526 F.2d 277
UNITED STATES of America, Plaintiff-Appellee,
John Wesley MARZETT, Defendant-Appellant.
United States Court of Appeals,
Jan. 22, 1976.
Christopher G. Hume, III, Mobile, Ala. (Court-appointed), for defendant-appellant.
Charles S. White-Spunner, U.S. Atty., William R. Favre, Jr., Edward J. Vulevich, Jr., Asst. U.S. Atty., Mobile, Ala., for plaintiff-appellee.
Appeal from the United States District Court for the Southern District of Alabama.
Before COLEMAN, AINSWORTH and SIMPSON, Circuit Judges.

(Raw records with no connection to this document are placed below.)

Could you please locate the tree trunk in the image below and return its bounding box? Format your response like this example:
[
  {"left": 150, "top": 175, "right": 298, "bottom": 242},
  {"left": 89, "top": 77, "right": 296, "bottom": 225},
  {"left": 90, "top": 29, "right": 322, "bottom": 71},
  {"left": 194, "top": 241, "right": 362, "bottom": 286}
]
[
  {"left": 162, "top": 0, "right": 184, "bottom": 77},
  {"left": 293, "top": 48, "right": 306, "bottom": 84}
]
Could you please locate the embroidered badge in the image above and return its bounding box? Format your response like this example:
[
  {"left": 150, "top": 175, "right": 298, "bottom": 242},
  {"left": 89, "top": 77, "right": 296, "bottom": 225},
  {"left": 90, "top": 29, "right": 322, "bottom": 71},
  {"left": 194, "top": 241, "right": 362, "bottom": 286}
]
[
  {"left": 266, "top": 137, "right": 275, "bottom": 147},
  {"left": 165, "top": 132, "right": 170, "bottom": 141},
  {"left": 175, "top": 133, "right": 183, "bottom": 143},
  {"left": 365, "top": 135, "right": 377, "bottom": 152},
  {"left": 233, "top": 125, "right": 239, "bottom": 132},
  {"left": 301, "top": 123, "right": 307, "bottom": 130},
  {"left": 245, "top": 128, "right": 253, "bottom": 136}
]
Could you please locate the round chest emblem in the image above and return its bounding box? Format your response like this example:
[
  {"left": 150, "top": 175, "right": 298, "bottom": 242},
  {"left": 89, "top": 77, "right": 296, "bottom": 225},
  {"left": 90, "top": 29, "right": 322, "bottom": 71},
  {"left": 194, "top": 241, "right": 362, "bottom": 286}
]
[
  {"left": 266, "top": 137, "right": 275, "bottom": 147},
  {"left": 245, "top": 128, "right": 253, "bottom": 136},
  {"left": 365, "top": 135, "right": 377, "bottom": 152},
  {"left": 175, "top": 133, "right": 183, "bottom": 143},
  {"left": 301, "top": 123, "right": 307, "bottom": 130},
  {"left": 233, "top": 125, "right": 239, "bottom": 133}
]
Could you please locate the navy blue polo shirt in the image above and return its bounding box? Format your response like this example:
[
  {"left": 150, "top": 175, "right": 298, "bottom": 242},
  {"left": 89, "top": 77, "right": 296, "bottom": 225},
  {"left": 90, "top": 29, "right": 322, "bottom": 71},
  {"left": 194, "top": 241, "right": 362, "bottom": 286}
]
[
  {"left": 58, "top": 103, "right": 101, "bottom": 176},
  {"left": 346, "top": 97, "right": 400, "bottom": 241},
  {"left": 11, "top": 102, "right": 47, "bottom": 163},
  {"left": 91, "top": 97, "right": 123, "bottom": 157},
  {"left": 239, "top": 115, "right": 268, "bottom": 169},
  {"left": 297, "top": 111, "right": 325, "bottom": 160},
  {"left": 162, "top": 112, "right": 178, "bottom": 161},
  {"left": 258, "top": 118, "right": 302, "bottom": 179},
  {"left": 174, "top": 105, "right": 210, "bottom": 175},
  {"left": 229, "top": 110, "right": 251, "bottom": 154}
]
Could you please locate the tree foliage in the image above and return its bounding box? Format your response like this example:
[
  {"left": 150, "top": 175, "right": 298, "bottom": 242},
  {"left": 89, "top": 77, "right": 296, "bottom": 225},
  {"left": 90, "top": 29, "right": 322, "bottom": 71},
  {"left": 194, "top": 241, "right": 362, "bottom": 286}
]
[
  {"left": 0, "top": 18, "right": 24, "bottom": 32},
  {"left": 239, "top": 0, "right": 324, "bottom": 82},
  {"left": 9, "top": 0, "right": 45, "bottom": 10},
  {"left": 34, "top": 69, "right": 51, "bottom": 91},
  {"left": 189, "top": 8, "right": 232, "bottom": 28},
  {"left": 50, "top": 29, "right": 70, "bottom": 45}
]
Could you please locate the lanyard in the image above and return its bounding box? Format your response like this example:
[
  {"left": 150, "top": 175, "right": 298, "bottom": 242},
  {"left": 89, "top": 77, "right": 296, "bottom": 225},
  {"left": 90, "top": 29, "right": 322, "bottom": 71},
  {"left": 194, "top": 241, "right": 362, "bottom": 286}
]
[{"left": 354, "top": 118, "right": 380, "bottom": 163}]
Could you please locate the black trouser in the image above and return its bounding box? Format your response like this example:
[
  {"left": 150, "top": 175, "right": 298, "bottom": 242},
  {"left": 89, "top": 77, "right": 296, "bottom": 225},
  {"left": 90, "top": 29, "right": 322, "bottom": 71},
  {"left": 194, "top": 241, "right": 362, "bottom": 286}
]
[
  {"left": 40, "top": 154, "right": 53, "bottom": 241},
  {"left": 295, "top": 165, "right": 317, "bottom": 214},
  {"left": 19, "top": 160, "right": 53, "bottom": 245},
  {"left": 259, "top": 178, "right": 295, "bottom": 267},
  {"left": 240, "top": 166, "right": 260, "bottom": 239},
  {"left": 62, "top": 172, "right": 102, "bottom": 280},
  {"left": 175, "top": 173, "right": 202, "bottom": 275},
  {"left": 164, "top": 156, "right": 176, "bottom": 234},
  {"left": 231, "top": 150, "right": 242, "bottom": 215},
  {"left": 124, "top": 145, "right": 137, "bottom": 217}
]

In this direct criminal appeal, appellant John Wesley Marzett challenges his conviction for possessing an unregistered sawed-off shotgun in violation of 26 U.S.C. §§ 5861(d) and 5871. He contends that the trial court erred (1) in failing to suppress the gun and an incriminating statement which were obtained prior to being advised of his rights under Miranda v. Arizona, 384 U.S. 436, 86 S.Ct. 1602, 16 L.Ed.2d 694 (1966), and (2) in reading to the jury a second count in his indictment which contained a recitation of two prior felony convictions and which was dismissed prior to trial but after the indictment was read to the jury.
On November 11, 1974, police officers were called to the Booker T. Washington Guest House in Mobile, Alabama to investigate a situation which reportedly involved a disorderly person with a gun or an assault with a gun. The first officer to arrive was approached by a man standing at the front door of the Guest House, who pointed down the street at Marzett saying, 'That is the man you want.' The police officer, who apparently knew appellant on a first-name basis, approached him and asked, 'Where is the gun, John?' The appellant told the officer the gun was hidden in a trash pile behind the Guest House, whereupon the officer accompanied Marzett to the trash pile and seized the gun as evidence. After reviewing the circumstances in this case, we conclude that the officer's question did not constitute custodial interrogation within the meaning of Miranda, and that accordingly the Miranda warnings were not required at the time Marzett answered the question which provided the information leading to the seizure of the gun. See United States v. Carollo, 5 Cir., 1975, 507 F.2d 50; United States v. Pridgen, 5 Cir., 1970, 435 F.2d 152.
The indictment was read to the jury at the time it was empanelled, two weeks prior to the commencement of trial. At that time, it contained two counts, the second of which charged Marzett with possession by a convicted felon of a firearm transported in interstate commerce in violation of 18 App.U.S.C. § 1202(a)(1). This count was joined properly and in good faith, but was subsequently dismissed because the prosecution had inadvertently failed to make available to the defense the report of an expert whose testimony was to establish that the sawed-off shotgun was transported in interstate commerce. Thus, no error was committed at the time the indictment was read, since it is permissible for a trial judge to read an indictment listing prior criminal offenses where those offenses are elements of the crime charged. Willis v. Smith, 5 Cir., 1970, 434 F.2d 1029, cert. denied sub nom. Willis v. Dutton, 403 U.S. 932, 91 S.Ct. 2261, 29 L.Ed.2d 711 (1971); Williams v. Beto, 5 Cir., 1966, 354 F.2d 687. The fact that the second count was later dismissed did not retroactively transform the judge's permissible conduct into reversible error. Because the second count was dropped prior to trial, no evidence of any prior convictions of the defendant was offered by the Government. At the conclusion of the defendant's case, the judge instructed the jury that the indictment was not evidence and that the second count was not to be considered. Any possible error flowing from the reading of the second count two weeks earlier was cured by these instructions. See Kroll v. United States, 5 Cir., 1970, 433 F.2d 1282, cert. denied, 402 U.S. 944, 91 S.Ct. 1616, 1618, 1619, 29 L.Ed.2d 112 (1971); Conner v. United States, 5 Cir., 1963,322 F.2d 647.